Si C. Carrera semble le principal atout de cette pièce hors norme, il est au service du beau texte de Thérèse Bonnétat, une réminiscence poétique de Marseille, de son Vieux-Port, devenu le lieu d’une rencontre imaginaire entre deux figures capitales, néanmoins en marge, du XXe siècle français, le psychiatre Fanon et Arthaud l’insensé qui se rejoignent pourtant dans la conception d’un engagement sans concession et dont quelques citations bien choisies viennent émailler la partition écrite par Th. Bonnétat.
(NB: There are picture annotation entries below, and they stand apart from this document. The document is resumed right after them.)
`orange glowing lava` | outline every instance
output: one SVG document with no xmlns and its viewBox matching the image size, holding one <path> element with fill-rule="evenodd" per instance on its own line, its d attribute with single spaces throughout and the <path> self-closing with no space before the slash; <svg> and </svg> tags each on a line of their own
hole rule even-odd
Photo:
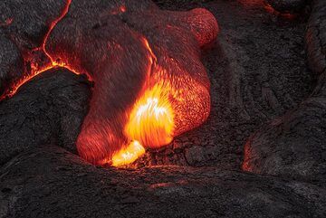
<svg viewBox="0 0 326 218">
<path fill-rule="evenodd" d="M 124 68 L 122 68 L 122 71 L 116 71 L 120 72 L 120 75 L 125 76 L 124 73 L 126 73 L 126 77 L 122 77 L 120 83 L 117 82 L 118 85 L 115 87 L 112 86 L 112 88 L 108 86 L 108 84 L 110 84 L 110 80 L 112 79 L 108 75 L 117 76 L 117 74 L 110 74 L 111 73 L 110 71 L 106 72 L 105 71 L 101 71 L 103 69 L 101 68 L 94 71 L 91 71 L 94 67 L 88 69 L 83 68 L 81 60 L 84 57 L 80 57 L 80 54 L 82 54 L 81 51 L 72 51 L 72 53 L 73 52 L 75 52 L 73 55 L 71 55 L 71 51 L 68 51 L 67 54 L 62 54 L 61 52 L 51 52 L 51 49 L 48 51 L 45 49 L 45 44 L 48 43 L 48 40 L 51 41 L 49 35 L 57 24 L 67 14 L 71 4 L 72 0 L 66 0 L 66 5 L 62 9 L 61 15 L 50 24 L 43 43 L 34 51 L 43 51 L 48 57 L 48 64 L 45 67 L 43 66 L 41 68 L 37 65 L 37 62 L 32 62 L 31 72 L 26 73 L 27 75 L 19 81 L 15 81 L 15 84 L 11 87 L 9 92 L 5 93 L 4 96 L 0 97 L 0 100 L 4 99 L 4 97 L 13 96 L 24 83 L 30 81 L 34 76 L 57 66 L 64 67 L 76 74 L 87 74 L 89 80 L 94 80 L 95 84 L 97 83 L 98 85 L 97 87 L 95 86 L 93 91 L 94 96 L 97 98 L 94 98 L 93 96 L 92 100 L 95 99 L 98 100 L 95 100 L 94 102 L 99 108 L 93 107 L 93 109 L 96 109 L 90 110 L 91 112 L 89 112 L 85 118 L 76 142 L 77 149 L 82 158 L 92 164 L 110 164 L 113 166 L 131 164 L 144 155 L 146 148 L 157 148 L 166 146 L 169 144 L 175 137 L 198 127 L 207 118 L 210 112 L 210 85 L 206 70 L 200 62 L 198 51 L 201 45 L 211 43 L 212 39 L 216 37 L 218 32 L 217 23 L 208 11 L 204 11 L 205 16 L 203 17 L 203 20 L 201 20 L 199 16 L 196 16 L 194 24 L 191 24 L 193 26 L 198 25 L 198 28 L 197 28 L 196 31 L 193 31 L 194 33 L 191 31 L 189 32 L 188 29 L 185 32 L 189 33 L 189 34 L 191 34 L 190 33 L 194 34 L 193 37 L 186 37 L 188 41 L 182 41 L 185 43 L 194 43 L 194 46 L 189 46 L 188 49 L 184 49 L 185 51 L 182 51 L 185 54 L 188 55 L 188 58 L 187 58 L 188 59 L 188 62 L 185 62 L 187 64 L 180 64 L 180 62 L 185 61 L 180 58 L 180 56 L 172 58 L 173 55 L 171 54 L 173 52 L 171 52 L 171 53 L 168 52 L 168 51 L 172 48 L 169 47 L 169 43 L 167 42 L 166 47 L 162 45 L 162 48 L 164 49 L 158 49 L 158 47 L 159 47 L 159 45 L 157 45 L 158 43 L 153 43 L 151 41 L 151 43 L 156 45 L 156 47 L 153 46 L 152 50 L 147 38 L 144 35 L 139 37 L 137 34 L 136 42 L 139 43 L 139 40 L 140 40 L 142 43 L 139 43 L 140 45 L 139 47 L 140 51 L 138 52 L 137 49 L 129 50 L 129 53 L 130 53 L 131 51 L 132 52 L 136 52 L 137 55 L 143 55 L 141 58 L 144 59 L 141 59 L 141 62 L 139 62 L 141 63 L 139 64 L 141 71 L 138 71 L 139 68 L 137 67 L 133 69 L 132 63 L 131 67 L 128 69 L 135 71 L 143 77 L 140 77 L 141 80 L 133 80 L 134 78 L 132 78 L 132 80 L 128 81 L 131 82 L 134 86 L 131 86 L 132 89 L 122 90 L 127 93 L 122 96 L 128 100 L 130 99 L 130 100 L 123 101 L 123 100 L 121 100 L 121 102 L 127 103 L 119 105 L 120 100 L 118 99 L 117 101 L 119 102 L 114 103 L 117 103 L 116 108 L 120 110 L 111 110 L 111 99 L 106 100 L 108 99 L 103 97 L 118 92 L 116 97 L 119 98 L 119 91 L 120 90 L 117 91 L 117 89 L 114 90 L 113 88 L 118 87 L 120 89 L 120 81 L 124 82 L 125 80 L 123 79 L 128 78 L 128 76 L 131 77 L 130 75 L 132 74 L 130 74 L 130 71 Z M 113 11 L 111 14 L 118 14 L 125 13 L 127 12 L 127 7 L 122 5 L 116 10 L 116 12 Z M 194 10 L 192 13 L 201 14 L 203 10 L 204 9 Z M 207 20 L 210 22 L 205 22 Z M 61 24 L 62 23 L 63 21 L 62 21 Z M 208 24 L 203 25 L 202 24 L 204 23 L 207 23 Z M 205 28 L 207 28 L 207 30 Z M 123 29 L 121 28 L 120 31 L 122 30 Z M 178 28 L 176 30 L 178 30 Z M 126 33 L 133 32 L 126 31 Z M 64 33 L 62 33 L 63 34 Z M 201 33 L 204 36 L 198 37 Z M 177 39 L 179 38 L 177 37 Z M 196 44 L 194 39 L 198 41 L 197 44 Z M 128 48 L 128 45 L 125 46 Z M 176 47 L 178 47 L 177 44 Z M 145 52 L 141 52 L 142 50 Z M 123 50 L 112 49 L 112 51 L 120 52 L 120 51 Z M 158 60 L 153 51 L 158 54 L 159 60 Z M 177 50 L 177 52 L 180 52 L 180 51 Z M 82 56 L 82 54 L 81 56 Z M 119 54 L 113 56 L 114 55 L 112 55 L 110 62 L 116 58 L 117 60 L 115 60 L 116 62 L 114 62 L 114 64 L 120 63 L 120 60 L 118 60 L 120 57 Z M 120 54 L 120 56 L 123 57 L 122 54 Z M 34 56 L 32 55 L 31 57 L 28 57 L 28 59 L 27 57 L 24 58 L 26 58 L 26 60 L 34 61 L 35 60 L 34 57 Z M 72 59 L 72 61 L 70 59 Z M 92 61 L 88 60 L 86 62 L 89 63 L 90 62 Z M 123 63 L 123 62 L 121 62 Z M 83 62 L 84 65 L 87 65 L 87 63 Z M 103 66 L 108 67 L 110 65 L 103 64 Z M 120 67 L 120 65 L 119 66 Z M 121 66 L 123 67 L 123 65 Z M 76 69 L 78 69 L 78 71 L 76 71 Z M 107 74 L 104 74 L 103 71 Z M 88 74 L 89 72 L 90 74 Z M 132 93 L 132 95 L 130 95 L 131 98 L 130 96 L 128 96 L 128 94 L 129 91 L 134 91 L 134 87 L 139 87 L 139 89 L 136 89 L 138 92 L 136 94 Z M 117 98 L 114 98 L 114 100 L 117 100 Z M 106 107 L 107 105 L 109 106 Z"/>
<path fill-rule="evenodd" d="M 67 1 L 66 5 L 65 5 L 61 15 L 50 24 L 49 30 L 48 30 L 48 32 L 46 33 L 46 34 L 44 36 L 44 39 L 43 41 L 43 43 L 42 43 L 41 47 L 34 49 L 34 51 L 42 50 L 46 54 L 46 56 L 51 60 L 51 62 L 49 64 L 45 65 L 45 66 L 42 66 L 42 68 L 40 68 L 39 66 L 36 66 L 34 62 L 32 62 L 32 64 L 31 64 L 31 72 L 29 74 L 27 74 L 27 75 L 26 74 L 24 75 L 19 81 L 15 81 L 15 83 L 11 86 L 10 90 L 8 90 L 6 92 L 5 92 L 3 95 L 0 96 L 0 100 L 2 100 L 4 99 L 6 99 L 6 98 L 12 97 L 13 95 L 14 95 L 14 93 L 17 92 L 19 88 L 22 85 L 24 85 L 25 82 L 29 81 L 31 79 L 37 76 L 38 74 L 40 74 L 40 73 L 42 73 L 43 71 L 48 71 L 48 70 L 50 70 L 52 68 L 54 68 L 54 67 L 65 67 L 68 70 L 70 70 L 71 71 L 74 72 L 75 74 L 80 74 L 76 71 L 74 71 L 72 67 L 68 67 L 63 63 L 59 63 L 59 62 L 56 62 L 55 61 L 53 61 L 52 59 L 52 57 L 46 52 L 46 50 L 45 50 L 45 43 L 46 43 L 46 40 L 49 37 L 52 30 L 54 28 L 56 24 L 58 22 L 60 22 L 65 16 L 65 14 L 68 13 L 69 6 L 70 6 L 70 5 L 72 3 L 72 0 L 66 0 L 66 1 Z M 10 24 L 13 23 L 13 21 L 14 21 L 13 18 L 7 19 L 5 24 Z"/>
<path fill-rule="evenodd" d="M 138 141 L 132 141 L 126 147 L 122 147 L 112 157 L 113 166 L 121 166 L 131 164 L 145 154 L 145 148 Z"/>
<path fill-rule="evenodd" d="M 159 147 L 172 141 L 174 125 L 168 92 L 162 86 L 155 85 L 136 102 L 125 134 L 147 147 Z"/>
</svg>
Gribouillis. Billes de verre, éclats de plomb a déjà été présenté dans un format plus étoffé avec, en plus du conteur et de l’interprète du langage des signes, un musicien et un plasticien, lequel peignait au cours de la représentation une œuvre d’où surgissaient peu à peu les portraits d’Arthaud et Fanon (voir photo). À la Martinique ils n’étaient que deux, ce qui – même si nous n’avons pas pu comparer – apparaît davantage a priori comme une simplification qu’un appauvrissement, le spectacle reposant avant tout sur un texte et sur la performance de C. Carreras. Néanmoins un grand tableau blanc posé sur un chevalet était bien présent sur le plateau, à côté de quelques éléments de décor (nasse, filet) évocateurs d’un port de pêche. Quant à la musique, elle se résumait à un simple caisson amplifié frappé de temps à autre par C. Carreras. Mais que faire de la toile blanche en l’absence du plasticien ? On aurait pu abandonner cette idée. Si Th. Bonnétat, qui assure également la M.E.S., a voulu la conserver, c’est sûrement pour ménager des pauses, assurément bienvenues, dans un flot de paroles qui réclame une attention soutenue. Alors que faire d’une toile blanche en l’absence du peintre qui devrait la remplir ? C’est évidemment les deux personnes présentes sur scène qui s’en sont chargées. On a vu ainsi émerger progressivement, au gré des pauses, une peinture abstraite, et l’on pouvait remarquer, à certaines étapes, que le gribouillis improvisé à quatre mains aurait tout à fait pu trouver sa place dans un musée d’art contemporain (!)… ce qui conduit à s’interroger soit sur le talent méconnu des deux peintres improvisés, soit sur le sérieux des Artistes patentés…
Lire ou ne pas lire. Si l’on a une critique à formuler – quel spectacle en serait totalement indemne ? – elle concerne le conteur qui lit le texte. Antonio Rodriguez Yuste a certes une belle prestance et une diction convaincante mais tout cela disparaît chaque fois qu’il doit baisser les yeux sur sa feuille pour retrouver le fil de son discours. Aussi ne saurait-on trop l’encourager à apprendre intégralement son texte !
Fort-de-France, Théâtre municipal, 3 mars 2018.